Yes, the Mac mini is not at all server class and I will definitely add an external USB 3 or (better) thunderbolt harddrive for local backup + external backup.
Your very limited number of users is, in my humble opinion, making this a logical choice.
For our larger installations Apple's decision to abandon their server strategy has lead us to recommend Windows 2012 solutions. But we also have very very very good experience with splendid performance from the Mac Pro machine as FileMaker 14 server. Impressive performance. But while the performance can match any PC the prise versus performance ration is not as good as with PC's. And the PC's may fit better into the IT architecture and physical arrangements in the server facility.
So, to stick to your question, and based on on average 5 and at peaks 10 users. Go for a Mac mini.

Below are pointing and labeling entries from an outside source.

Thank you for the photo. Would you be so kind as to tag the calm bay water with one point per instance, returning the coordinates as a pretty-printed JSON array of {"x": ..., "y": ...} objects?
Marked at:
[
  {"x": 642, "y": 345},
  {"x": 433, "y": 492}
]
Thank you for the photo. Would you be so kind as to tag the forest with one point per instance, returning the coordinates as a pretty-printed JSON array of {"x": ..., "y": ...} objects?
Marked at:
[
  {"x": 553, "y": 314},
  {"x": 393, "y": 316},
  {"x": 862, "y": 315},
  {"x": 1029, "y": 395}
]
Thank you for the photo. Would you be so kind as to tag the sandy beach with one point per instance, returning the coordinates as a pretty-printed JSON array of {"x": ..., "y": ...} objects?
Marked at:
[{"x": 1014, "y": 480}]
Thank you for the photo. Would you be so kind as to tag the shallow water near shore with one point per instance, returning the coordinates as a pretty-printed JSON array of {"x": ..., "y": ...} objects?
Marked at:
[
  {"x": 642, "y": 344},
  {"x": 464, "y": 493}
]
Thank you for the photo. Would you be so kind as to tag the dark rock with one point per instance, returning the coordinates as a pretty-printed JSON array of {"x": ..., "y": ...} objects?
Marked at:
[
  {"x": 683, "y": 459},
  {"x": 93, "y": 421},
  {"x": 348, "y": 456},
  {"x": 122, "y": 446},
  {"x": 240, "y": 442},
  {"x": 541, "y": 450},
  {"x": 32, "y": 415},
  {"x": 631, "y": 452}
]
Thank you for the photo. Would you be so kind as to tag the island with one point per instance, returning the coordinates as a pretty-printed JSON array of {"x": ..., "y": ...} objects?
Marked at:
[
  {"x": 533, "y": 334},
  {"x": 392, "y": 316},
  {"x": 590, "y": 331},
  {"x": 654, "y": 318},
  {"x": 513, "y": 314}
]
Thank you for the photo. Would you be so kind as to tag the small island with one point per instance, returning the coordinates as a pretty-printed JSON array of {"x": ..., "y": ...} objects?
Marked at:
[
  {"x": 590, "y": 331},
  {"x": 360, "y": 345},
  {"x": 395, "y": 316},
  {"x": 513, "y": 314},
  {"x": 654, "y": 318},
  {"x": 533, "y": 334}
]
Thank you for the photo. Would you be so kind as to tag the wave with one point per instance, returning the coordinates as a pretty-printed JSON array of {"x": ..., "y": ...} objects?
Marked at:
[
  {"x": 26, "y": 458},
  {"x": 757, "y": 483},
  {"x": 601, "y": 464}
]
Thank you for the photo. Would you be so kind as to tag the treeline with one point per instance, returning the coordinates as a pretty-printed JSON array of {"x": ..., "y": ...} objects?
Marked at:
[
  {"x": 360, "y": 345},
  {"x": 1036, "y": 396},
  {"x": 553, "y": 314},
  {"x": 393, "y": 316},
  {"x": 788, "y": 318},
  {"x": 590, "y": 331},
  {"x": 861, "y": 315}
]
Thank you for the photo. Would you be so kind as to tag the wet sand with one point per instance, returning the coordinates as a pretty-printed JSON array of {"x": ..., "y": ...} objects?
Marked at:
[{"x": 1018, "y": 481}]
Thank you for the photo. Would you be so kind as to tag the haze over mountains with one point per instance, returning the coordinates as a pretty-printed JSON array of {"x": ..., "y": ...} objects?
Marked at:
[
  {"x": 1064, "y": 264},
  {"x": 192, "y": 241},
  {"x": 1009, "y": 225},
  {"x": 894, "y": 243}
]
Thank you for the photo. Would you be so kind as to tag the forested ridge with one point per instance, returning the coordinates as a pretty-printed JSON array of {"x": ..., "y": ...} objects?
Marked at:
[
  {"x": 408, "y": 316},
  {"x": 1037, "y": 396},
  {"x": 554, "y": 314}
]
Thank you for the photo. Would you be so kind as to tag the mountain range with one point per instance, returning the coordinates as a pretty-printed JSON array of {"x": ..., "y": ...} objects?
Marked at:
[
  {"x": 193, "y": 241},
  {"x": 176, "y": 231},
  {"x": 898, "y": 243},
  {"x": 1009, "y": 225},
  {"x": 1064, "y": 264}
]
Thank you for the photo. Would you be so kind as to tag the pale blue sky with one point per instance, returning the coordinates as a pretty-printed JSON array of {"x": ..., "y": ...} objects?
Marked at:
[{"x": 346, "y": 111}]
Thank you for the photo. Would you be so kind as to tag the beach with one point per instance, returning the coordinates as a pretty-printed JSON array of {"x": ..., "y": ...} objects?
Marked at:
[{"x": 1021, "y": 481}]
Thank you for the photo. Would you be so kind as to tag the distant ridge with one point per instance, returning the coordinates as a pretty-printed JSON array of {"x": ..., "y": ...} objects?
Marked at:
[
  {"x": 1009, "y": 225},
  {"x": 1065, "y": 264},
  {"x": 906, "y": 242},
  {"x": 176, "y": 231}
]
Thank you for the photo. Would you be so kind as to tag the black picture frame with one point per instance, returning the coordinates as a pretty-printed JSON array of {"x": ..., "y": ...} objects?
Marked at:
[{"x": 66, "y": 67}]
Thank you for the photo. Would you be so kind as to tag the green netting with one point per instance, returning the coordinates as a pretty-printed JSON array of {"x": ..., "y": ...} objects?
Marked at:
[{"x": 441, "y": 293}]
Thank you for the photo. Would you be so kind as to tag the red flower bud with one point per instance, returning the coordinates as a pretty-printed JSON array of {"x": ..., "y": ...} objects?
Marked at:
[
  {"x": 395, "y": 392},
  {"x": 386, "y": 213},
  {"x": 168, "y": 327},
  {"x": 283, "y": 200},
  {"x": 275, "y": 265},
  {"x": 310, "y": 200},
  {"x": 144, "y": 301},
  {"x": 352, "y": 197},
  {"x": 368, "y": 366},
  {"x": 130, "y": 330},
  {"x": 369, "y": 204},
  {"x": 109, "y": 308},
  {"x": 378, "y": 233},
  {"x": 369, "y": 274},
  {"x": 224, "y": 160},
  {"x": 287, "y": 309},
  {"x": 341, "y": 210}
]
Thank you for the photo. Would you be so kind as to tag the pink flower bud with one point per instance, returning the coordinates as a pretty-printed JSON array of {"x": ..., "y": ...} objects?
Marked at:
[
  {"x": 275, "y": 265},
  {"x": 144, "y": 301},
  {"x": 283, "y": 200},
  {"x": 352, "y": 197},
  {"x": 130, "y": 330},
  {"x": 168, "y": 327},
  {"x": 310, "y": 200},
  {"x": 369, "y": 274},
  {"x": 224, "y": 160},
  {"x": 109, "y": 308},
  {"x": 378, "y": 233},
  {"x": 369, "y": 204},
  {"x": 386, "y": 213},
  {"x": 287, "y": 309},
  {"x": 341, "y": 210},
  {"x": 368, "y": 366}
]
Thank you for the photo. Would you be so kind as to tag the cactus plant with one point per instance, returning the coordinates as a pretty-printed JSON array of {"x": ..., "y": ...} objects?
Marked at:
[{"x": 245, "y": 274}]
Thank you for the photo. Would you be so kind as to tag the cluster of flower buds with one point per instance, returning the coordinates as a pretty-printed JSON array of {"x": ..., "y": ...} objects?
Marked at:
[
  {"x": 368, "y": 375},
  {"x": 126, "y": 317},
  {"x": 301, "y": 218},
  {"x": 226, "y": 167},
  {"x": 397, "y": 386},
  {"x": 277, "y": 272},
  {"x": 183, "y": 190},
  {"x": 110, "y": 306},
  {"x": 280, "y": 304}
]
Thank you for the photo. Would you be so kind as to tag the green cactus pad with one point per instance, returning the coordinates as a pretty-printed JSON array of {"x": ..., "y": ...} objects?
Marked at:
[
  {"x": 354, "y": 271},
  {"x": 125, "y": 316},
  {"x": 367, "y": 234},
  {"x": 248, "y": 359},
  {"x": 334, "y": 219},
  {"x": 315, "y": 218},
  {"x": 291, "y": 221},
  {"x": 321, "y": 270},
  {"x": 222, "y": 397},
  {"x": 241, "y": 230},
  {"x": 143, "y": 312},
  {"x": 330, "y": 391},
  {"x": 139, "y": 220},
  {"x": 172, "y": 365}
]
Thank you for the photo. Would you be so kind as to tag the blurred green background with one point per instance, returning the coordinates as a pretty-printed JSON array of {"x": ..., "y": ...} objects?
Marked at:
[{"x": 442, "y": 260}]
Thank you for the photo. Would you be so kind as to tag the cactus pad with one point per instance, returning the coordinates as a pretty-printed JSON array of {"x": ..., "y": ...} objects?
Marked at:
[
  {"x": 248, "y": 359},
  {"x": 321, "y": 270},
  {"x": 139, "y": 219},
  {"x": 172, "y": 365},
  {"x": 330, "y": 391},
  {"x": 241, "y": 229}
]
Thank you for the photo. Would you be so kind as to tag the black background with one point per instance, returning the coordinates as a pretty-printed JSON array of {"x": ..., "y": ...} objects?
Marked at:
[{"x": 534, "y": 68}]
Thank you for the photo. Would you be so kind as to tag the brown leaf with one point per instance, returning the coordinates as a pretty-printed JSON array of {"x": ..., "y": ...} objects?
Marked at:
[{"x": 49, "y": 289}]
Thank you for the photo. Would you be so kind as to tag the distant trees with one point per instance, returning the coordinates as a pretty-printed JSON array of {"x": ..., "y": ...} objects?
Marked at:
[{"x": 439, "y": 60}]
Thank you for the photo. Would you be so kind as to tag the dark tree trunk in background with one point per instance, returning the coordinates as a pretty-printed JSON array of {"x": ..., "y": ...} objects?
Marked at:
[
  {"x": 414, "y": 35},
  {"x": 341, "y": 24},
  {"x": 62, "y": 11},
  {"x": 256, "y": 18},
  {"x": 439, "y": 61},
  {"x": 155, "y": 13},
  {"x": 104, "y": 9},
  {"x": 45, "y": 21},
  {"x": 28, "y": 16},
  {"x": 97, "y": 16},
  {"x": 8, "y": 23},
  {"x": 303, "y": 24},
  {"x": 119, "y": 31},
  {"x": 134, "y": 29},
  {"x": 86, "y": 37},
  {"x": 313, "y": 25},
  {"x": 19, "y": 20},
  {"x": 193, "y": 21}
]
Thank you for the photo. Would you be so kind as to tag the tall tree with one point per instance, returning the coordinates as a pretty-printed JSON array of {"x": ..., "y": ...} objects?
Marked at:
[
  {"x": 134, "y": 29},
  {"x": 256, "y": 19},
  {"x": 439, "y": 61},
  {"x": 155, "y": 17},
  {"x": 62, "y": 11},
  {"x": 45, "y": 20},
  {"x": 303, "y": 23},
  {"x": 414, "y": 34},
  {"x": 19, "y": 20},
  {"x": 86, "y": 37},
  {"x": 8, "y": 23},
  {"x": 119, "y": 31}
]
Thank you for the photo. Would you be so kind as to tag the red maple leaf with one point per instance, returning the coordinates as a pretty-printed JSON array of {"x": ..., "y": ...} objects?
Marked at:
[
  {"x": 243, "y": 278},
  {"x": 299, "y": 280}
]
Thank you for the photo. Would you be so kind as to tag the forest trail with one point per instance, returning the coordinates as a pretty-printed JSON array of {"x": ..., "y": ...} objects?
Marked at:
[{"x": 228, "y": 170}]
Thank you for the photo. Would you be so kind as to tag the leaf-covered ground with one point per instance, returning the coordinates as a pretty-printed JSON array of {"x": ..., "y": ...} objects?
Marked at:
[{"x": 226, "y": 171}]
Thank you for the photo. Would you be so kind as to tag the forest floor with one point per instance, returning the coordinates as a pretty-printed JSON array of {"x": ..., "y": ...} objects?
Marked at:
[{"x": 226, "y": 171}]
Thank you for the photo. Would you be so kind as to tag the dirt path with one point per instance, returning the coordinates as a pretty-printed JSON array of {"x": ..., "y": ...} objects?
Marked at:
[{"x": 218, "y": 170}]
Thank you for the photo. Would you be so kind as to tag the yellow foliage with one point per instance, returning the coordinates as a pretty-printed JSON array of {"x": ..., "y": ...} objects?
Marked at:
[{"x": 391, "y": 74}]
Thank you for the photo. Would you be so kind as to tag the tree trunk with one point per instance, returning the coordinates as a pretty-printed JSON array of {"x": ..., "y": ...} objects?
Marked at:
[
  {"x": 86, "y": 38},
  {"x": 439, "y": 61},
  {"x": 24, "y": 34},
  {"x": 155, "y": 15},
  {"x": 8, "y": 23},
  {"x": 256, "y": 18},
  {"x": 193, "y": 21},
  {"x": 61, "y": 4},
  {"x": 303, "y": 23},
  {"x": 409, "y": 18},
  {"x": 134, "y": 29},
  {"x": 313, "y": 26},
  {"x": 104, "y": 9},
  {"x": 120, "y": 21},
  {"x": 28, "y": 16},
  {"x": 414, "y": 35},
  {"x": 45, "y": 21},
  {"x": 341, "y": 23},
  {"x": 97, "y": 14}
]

Not as a general advice, but in this specific case.
I recommend not to rule-out Windows.
We switched from Mac to Windows Servers due to the fact that Apple just doesn't offer Mac Server HW.
I would not switch back - very happy with Windows 2012 Server. Major improvements!
I recommend not to rule-out Windows.
As consultants we should be able to recommend the best value to our customers. Even if it is not something we can do or maintain ourselves.